Before Majareen could answer, Rafe escorted Lister into the room. His hand was clamped lightly around her upper arm; she wasn’t resisting, but she wasn’t exactly sidling up to him and purring, either. They stopped a few feet from the small group. When nothing happened, Ace shifted his weight subtly to give Rimmer a quick, swift kick in the side of his ankle – the man glanced at him, glaring, and Ace flicked his eyes toward Lister, widening them briefly before lapsing into a fit of manly coughing.

To his credit, Rimmer was bright enough to catch on. “Lis- Kim!” he cried, correcting to try sounding less like some ex-boyfriend’s roommate and more like a concerned lover. He hesitated, then moved toward her. “Are you okay? Did they hurt you?” Ace saw him glare at Rafe, but it seemed less theatrical and more genuine. _Play it up, buddy,_ he thought. _Put that confusing ball of twisted feelings in your gut to good use._

Lister played her part like a diva angling for a Tony. “Arnie!” she said happily, brightening at his show of concern.
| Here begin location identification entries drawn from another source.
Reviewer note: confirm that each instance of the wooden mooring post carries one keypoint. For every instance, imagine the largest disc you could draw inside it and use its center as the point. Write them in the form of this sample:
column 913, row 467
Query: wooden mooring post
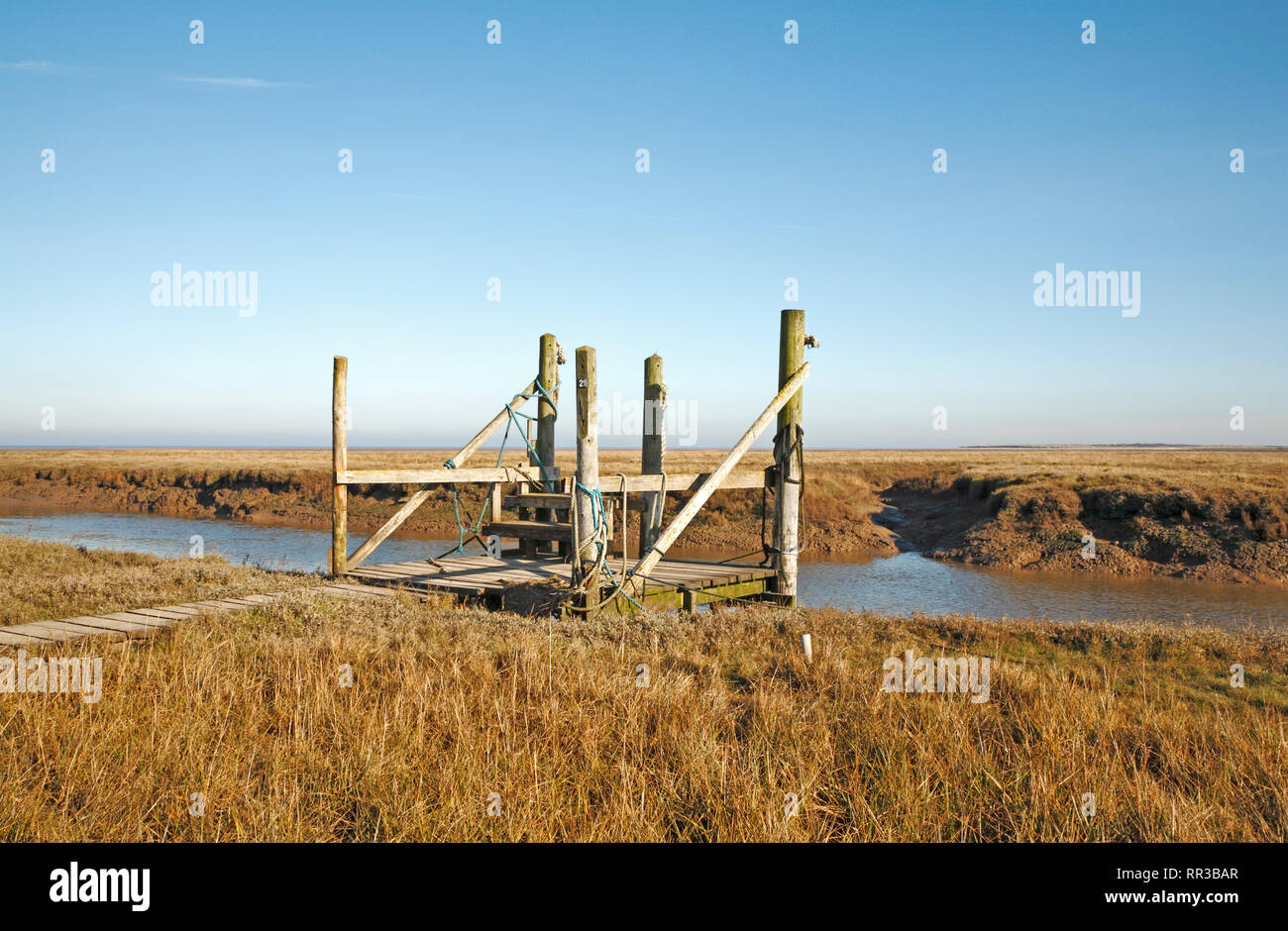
column 548, row 380
column 787, row 458
column 588, row 456
column 652, row 451
column 339, row 466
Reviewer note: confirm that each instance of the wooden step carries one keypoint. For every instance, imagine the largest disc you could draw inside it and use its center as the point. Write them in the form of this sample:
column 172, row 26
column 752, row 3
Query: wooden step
column 559, row 502
column 528, row 530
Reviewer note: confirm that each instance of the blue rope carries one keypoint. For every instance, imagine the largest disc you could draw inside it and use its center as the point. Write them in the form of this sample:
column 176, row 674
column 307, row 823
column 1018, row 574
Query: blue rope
column 545, row 470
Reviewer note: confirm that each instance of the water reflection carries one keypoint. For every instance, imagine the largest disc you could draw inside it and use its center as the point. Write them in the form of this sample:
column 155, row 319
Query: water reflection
column 898, row 584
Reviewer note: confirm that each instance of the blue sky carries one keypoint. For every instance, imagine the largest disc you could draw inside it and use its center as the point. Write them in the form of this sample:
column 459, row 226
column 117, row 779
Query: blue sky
column 767, row 159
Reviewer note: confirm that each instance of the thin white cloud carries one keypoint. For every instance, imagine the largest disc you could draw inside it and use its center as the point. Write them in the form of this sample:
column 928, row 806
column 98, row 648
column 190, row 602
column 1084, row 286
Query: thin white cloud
column 237, row 81
column 30, row 65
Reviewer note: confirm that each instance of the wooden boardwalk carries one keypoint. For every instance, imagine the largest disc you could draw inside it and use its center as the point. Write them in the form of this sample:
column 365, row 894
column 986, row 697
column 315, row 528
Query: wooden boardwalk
column 509, row 582
column 146, row 622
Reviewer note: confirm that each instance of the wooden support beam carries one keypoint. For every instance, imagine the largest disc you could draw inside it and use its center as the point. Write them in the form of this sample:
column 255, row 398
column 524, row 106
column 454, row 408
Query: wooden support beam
column 684, row 481
column 787, row 493
column 439, row 476
column 669, row 536
column 652, row 451
column 588, row 454
column 421, row 494
column 339, row 464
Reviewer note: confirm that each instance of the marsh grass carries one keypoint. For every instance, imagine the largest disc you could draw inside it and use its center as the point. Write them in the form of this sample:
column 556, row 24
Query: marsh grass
column 50, row 581
column 451, row 704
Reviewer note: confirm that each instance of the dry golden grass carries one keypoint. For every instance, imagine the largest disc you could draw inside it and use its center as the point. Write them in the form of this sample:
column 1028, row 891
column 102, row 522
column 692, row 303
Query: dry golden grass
column 454, row 704
column 51, row 581
column 1239, row 494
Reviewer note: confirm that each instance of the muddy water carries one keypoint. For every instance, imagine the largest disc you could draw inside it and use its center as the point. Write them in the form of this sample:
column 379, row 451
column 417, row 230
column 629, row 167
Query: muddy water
column 898, row 584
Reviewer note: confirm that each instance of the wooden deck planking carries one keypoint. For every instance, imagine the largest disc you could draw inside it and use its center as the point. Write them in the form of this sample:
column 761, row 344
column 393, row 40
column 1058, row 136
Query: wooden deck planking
column 142, row 622
column 473, row 575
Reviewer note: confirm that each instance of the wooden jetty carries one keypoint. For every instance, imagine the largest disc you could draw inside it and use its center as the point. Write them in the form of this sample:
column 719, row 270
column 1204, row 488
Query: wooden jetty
column 562, row 526
column 147, row 622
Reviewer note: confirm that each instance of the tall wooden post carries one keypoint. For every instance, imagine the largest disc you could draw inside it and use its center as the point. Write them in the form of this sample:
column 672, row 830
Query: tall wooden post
column 787, row 489
column 588, row 454
column 548, row 376
column 339, row 464
column 652, row 450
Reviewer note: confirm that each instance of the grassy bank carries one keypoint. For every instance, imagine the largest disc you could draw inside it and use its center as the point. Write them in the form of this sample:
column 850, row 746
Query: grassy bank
column 51, row 581
column 452, row 704
column 1193, row 513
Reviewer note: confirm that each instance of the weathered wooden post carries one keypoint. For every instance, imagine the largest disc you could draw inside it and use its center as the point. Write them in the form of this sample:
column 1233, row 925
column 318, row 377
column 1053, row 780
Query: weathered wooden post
column 652, row 451
column 339, row 464
column 588, row 455
column 787, row 489
column 548, row 377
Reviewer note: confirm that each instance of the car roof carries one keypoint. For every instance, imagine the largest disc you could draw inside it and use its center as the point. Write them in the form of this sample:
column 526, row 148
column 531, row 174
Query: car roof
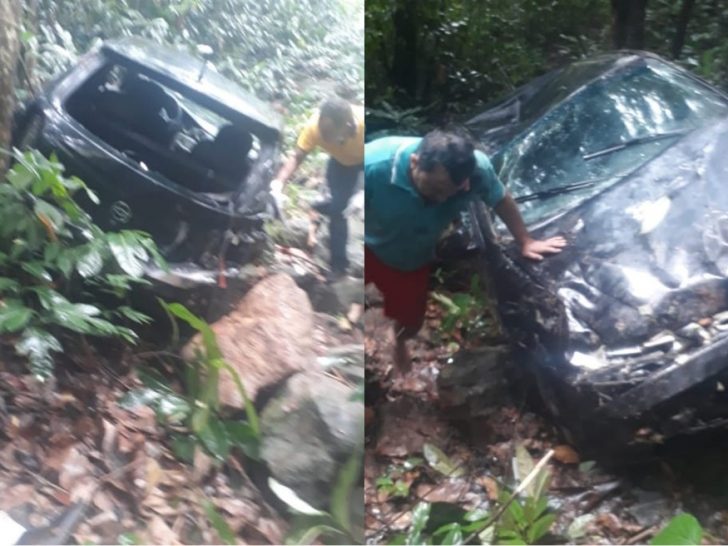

Ace felt a brief stab of pity for Rimmer, who blinked at the greeting like he wanted to believe it. “What took you so long?”

“Er, I, um …” he began, faltering. Ace swore inwardly, wanting to smack the guy upside the back of his head, but then realized it sounded like actual worry and nerves – appropriate enough for a husband. “I thought you were at the market,” he finally said. “When you didn’t show up, I started to worry.”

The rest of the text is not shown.